For the first time, e-sports were offered to middle schoolers.

The gaming world grows in popularity each day, it seems like everyday there’s a new game or console being released.

But imagine a school encouraging its students to play video games.

This school year, Harmony Science Academy launched e-sports club and tournament teams for its 6th, 7th, and 8th graders.

“I was really excited when it was first announced,” said Violeta Cardenas. “Gaming is actually something I like to do. For it to be a club at school is shocking.”

E-sports are competitive online multiplayer games.

Currently, the school has four teams competing in different e-sports leagues with three Nintendo Switch gamer team, and one PC gamer team.

Teams compete in games like Super Smash Bros game, Mario Kart, and Minecraft tournaments.

The students attend virtual practice each week and then virtually compete against other students from across the country.

“One of our members is in a very high position in the Minecraft league and currently our Mario Kart team is ranked 12th in the nation,” said Ojeifo Okhiria, club president.

Violeta Cardenas is one of those stand out players, dominating in Minecraft.

“Being the only girl, people would not expect much from me but it’s pretty cool.”

School officials say this is just another way to assist students with fun new opportunities.

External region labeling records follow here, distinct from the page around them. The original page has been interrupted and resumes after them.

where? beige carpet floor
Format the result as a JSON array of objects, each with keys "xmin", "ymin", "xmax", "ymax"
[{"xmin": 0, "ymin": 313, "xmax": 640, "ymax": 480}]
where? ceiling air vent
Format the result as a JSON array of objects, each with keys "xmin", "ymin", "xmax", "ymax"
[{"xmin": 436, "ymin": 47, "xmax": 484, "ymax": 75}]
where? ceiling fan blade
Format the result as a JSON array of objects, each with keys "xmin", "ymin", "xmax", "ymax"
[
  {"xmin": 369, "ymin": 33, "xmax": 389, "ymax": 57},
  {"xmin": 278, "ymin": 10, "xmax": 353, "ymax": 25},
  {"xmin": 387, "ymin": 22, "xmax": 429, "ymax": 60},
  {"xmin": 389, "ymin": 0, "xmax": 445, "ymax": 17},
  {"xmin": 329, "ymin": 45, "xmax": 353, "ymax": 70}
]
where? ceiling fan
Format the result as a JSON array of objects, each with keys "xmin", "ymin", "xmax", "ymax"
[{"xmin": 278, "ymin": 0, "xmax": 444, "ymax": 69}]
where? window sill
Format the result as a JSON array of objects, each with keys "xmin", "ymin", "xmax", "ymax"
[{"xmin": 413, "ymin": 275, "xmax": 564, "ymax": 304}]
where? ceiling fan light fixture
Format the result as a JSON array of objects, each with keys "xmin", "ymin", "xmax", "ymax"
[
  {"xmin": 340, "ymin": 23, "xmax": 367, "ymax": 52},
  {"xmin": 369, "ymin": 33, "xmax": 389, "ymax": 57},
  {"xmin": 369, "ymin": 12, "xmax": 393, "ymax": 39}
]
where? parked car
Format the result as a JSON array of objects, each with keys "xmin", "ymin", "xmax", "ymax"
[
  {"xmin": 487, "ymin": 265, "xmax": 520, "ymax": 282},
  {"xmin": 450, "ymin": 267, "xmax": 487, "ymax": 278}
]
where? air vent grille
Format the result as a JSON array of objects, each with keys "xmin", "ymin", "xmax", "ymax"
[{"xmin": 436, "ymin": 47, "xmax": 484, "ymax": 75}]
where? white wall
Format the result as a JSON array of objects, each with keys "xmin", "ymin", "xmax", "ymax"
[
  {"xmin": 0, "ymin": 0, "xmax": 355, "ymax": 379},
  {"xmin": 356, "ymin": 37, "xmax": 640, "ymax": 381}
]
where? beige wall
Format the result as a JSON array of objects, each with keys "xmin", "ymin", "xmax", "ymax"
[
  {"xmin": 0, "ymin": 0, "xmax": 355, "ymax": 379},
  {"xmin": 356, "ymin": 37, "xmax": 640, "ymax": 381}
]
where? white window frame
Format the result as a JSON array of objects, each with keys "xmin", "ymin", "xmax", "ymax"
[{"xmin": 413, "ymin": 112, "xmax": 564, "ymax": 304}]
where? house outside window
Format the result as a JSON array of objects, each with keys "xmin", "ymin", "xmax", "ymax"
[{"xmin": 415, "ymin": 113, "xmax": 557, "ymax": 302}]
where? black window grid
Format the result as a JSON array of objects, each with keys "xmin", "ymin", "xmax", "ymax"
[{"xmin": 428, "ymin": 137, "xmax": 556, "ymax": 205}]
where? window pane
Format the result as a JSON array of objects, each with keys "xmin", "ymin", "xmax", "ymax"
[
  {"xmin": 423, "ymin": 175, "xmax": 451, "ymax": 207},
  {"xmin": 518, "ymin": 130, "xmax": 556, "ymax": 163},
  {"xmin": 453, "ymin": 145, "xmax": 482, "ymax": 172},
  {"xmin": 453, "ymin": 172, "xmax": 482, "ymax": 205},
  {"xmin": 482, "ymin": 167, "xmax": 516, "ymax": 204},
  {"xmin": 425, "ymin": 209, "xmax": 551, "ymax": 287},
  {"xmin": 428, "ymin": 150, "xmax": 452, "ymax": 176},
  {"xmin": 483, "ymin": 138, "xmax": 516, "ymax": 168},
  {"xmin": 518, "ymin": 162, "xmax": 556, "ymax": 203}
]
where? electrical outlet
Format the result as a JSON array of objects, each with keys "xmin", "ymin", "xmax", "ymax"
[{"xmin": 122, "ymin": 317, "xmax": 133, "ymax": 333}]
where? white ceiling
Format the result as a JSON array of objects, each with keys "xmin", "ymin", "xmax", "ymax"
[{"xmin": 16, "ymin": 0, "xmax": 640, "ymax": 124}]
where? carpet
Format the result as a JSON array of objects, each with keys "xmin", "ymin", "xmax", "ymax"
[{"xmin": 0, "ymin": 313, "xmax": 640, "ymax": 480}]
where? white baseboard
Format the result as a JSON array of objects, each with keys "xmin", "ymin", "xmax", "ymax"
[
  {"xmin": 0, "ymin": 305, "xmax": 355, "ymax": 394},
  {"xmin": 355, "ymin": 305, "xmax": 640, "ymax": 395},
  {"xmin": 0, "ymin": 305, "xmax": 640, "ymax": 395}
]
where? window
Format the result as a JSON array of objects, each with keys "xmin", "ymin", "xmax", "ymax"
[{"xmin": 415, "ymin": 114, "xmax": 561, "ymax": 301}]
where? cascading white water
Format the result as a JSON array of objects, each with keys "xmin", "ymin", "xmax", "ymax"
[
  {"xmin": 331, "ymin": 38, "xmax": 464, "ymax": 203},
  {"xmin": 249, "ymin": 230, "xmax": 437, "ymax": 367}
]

“It’s a lot of team building and right now, with the pandemic, a lot of parents are worried that they are not getting that interaction with others students,” said Pedro Alaniz, teacher. “I am really happy that my students are coming together as a team, communicating, making new friends and making that bond.”

Even though this club was formed because of the pandemic, most of the students say it’s keeping them motivated during a unconventional school year.

“I am very happy they are able to do it because without this club I would be stuck at home doing nothing,” said Duane Conrad Vasquez.

Students can continue e-sports in high school and college.

It’s reported that over 200 universities are now offering a combined $15 million in scholarships and several academic pathways for online competitive gaming.